The usual versioning uses 2, 3, or sometimes 4 numbers, for example: 1.9.0.1
- 1 : Major revision (new UI, lots of new features, conceptual change, breaking changes, etc.)
- 9 : Minor revision (smaller releases, weekly, bi weekly, small sets of new features)
- 0 : Bugfix revision, bugfixes, hotfixes, small tweaks to major or minor revisions.
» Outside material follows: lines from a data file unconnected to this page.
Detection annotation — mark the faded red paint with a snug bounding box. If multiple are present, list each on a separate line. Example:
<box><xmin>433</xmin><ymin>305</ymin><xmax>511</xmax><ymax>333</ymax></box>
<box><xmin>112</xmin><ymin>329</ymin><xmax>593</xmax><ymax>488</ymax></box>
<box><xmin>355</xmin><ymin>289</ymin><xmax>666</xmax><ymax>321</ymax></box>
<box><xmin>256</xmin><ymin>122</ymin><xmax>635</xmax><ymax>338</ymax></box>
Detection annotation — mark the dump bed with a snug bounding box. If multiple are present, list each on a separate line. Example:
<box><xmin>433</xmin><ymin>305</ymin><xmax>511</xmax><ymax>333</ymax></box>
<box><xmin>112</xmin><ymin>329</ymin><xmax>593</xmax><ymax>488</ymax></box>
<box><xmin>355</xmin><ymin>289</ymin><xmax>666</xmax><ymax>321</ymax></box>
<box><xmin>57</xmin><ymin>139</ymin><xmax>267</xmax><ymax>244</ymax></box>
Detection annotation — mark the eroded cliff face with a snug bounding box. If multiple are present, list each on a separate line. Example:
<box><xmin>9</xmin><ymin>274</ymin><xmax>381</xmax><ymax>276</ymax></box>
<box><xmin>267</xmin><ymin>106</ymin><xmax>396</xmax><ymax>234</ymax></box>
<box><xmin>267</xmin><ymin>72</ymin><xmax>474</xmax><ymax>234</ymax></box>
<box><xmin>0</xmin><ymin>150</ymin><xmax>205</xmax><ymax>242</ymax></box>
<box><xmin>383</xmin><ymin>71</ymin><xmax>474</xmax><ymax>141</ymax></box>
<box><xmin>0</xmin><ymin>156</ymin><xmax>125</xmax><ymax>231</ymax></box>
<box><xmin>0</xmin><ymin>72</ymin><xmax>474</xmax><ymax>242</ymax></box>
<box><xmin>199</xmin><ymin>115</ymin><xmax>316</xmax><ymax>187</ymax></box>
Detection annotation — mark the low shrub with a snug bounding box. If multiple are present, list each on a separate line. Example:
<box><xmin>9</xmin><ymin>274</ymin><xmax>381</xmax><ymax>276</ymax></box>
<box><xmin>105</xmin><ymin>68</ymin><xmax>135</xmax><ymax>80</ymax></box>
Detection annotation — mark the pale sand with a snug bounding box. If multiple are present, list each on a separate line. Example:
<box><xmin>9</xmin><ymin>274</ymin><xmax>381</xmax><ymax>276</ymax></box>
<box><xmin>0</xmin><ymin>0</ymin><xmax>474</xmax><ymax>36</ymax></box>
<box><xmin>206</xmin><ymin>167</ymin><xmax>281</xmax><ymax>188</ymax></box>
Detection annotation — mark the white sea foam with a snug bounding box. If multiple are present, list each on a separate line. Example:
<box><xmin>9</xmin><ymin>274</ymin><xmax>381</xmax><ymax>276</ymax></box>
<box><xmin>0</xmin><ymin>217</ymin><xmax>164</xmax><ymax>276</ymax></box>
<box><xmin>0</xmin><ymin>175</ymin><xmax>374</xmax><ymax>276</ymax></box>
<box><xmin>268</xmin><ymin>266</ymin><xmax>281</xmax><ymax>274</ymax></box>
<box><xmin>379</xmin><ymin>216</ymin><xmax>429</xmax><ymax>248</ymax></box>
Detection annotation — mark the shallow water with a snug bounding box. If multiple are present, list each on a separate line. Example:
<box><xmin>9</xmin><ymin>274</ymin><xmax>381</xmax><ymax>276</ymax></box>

- 1 : Build number (if used). You can see that in .NET framework using something like
2.0.4.2709
.
Currently we increment the so called bugfix revision number on weekly releases, so last it was 0.9.33
, and next week it’s going to be 0.9.34
. This versioning scheme makes no sense, and makes it harder to release hotfixes.
For example the 0.9.32
release was re-released 4 times with fixes:
- release/0.9.32-1
- release/0.9.32-3-aragon-mobile
- release/0.9.32-infura-hotfix
- release/0.9.32-status-go-hotfix
All those revisions were bugfix revisions. And should have been incrementing the bugfix number. What should have happened was 0.10.0
is released, and after that 0.10.1
, 0.10.2
, and so on, were hotfixes to that weekly release.
So I propose from next release we start incrementing the minor revision rather than the bugfix revision. Which would make it 0.10.0
, rather than 0.9.34
.
Of course this change in versioning scheme would have to be communicated to the users.